I would be lying if I didn't tell you that each day is getting better and better. I truly and deeply love each of the 13 people I am sharing this house with and I haven't known most of them for more than a week. I also truly and deeply love every single person I meet. Jesus has a sneaky way of calming your heart and whispering in your ear at just the right moment to continue on when our flesh would normally tell you that something is wrong and to hold back. I am being constantly challenged by the believers here, with their selfless and encouraging spirits I find myself relapsing from a mood change or feeling of discouragement within moments. Last night we climbed the top of Lordstone mountain (picture any scene in Braveheart at the tops of mountains) at sunset which over looks all of Teeside (the areas in which the ministry reaches). It was so beautiful. It will absolutely go down as an "I could feel the Lord so near" moment. As we prayed over all the valley, my heart couldn't have been more sure of what we were all called here to do. This place is so dark, the gray overcast that is so prominent in Northern England is a good image of the gray in their lives.

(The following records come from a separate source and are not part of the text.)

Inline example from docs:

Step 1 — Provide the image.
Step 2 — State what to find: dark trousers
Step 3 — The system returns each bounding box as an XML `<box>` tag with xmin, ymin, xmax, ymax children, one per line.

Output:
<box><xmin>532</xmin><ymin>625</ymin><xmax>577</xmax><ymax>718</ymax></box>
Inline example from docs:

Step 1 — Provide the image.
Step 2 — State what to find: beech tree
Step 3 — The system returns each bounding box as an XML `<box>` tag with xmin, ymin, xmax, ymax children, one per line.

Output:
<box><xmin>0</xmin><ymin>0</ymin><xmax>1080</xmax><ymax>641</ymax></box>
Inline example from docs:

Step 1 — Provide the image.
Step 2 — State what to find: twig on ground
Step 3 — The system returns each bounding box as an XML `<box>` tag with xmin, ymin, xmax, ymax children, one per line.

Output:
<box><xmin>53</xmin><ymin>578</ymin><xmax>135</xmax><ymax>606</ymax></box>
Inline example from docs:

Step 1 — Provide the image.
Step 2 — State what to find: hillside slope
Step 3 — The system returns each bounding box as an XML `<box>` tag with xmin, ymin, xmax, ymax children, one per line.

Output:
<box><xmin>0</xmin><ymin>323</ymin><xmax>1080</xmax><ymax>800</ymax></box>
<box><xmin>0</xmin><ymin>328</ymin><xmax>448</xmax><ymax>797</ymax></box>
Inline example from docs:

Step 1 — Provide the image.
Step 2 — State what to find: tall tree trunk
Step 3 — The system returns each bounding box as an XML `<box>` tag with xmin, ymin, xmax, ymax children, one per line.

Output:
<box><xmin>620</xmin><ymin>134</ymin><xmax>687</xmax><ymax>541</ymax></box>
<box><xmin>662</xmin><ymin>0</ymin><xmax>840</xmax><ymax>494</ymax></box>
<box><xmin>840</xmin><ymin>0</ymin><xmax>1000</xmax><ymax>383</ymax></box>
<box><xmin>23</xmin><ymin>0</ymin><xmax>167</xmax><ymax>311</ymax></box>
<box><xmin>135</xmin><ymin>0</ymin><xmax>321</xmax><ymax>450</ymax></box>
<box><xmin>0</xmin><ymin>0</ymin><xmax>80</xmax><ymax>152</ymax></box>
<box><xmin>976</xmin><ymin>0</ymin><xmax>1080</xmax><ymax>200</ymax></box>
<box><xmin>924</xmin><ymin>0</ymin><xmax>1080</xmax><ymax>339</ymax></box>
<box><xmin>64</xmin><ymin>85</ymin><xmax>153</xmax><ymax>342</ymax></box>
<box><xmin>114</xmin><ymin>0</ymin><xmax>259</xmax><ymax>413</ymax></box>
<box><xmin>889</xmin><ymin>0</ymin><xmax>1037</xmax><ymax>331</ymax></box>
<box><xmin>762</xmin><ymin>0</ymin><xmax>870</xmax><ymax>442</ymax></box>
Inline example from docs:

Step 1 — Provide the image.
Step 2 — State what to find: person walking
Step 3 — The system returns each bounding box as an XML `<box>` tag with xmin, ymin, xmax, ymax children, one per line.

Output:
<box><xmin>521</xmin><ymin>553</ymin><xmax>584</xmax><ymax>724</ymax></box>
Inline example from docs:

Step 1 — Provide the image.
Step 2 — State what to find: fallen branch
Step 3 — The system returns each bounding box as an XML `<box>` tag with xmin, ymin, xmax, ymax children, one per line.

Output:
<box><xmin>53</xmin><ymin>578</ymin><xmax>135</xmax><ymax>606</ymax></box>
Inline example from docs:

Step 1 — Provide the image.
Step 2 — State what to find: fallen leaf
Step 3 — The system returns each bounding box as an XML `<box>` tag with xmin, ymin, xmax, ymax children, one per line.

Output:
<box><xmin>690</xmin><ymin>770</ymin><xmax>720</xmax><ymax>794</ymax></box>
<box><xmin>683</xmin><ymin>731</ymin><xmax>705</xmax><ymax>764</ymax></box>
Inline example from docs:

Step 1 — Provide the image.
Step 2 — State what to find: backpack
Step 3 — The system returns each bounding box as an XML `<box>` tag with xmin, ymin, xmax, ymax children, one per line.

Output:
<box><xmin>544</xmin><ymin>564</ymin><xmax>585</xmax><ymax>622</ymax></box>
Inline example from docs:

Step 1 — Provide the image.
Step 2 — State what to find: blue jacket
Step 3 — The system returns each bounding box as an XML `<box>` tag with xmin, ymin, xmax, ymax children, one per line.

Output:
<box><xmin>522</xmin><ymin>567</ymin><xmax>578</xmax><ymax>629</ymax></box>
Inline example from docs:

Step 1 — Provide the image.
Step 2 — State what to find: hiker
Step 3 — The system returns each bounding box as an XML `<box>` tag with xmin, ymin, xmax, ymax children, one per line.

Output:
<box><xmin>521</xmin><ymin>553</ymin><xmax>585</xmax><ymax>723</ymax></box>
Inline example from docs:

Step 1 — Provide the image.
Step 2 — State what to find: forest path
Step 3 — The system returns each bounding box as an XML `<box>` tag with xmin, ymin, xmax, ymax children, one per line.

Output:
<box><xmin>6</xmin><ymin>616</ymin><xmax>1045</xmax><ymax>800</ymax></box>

Little kids cussing and lost and most men very bitter and hostile, as they are 97% without a father figure. How lovely to know that they each have a Father who is patiently waiting for those that will open their hearts to Him. & that is exactly why I'm here.

I was praying for just these things last night for you and all of those connected to the ministry, as well as those whose lives will be changed. If just one life is truly changed then it's all worth it! Love you Bears.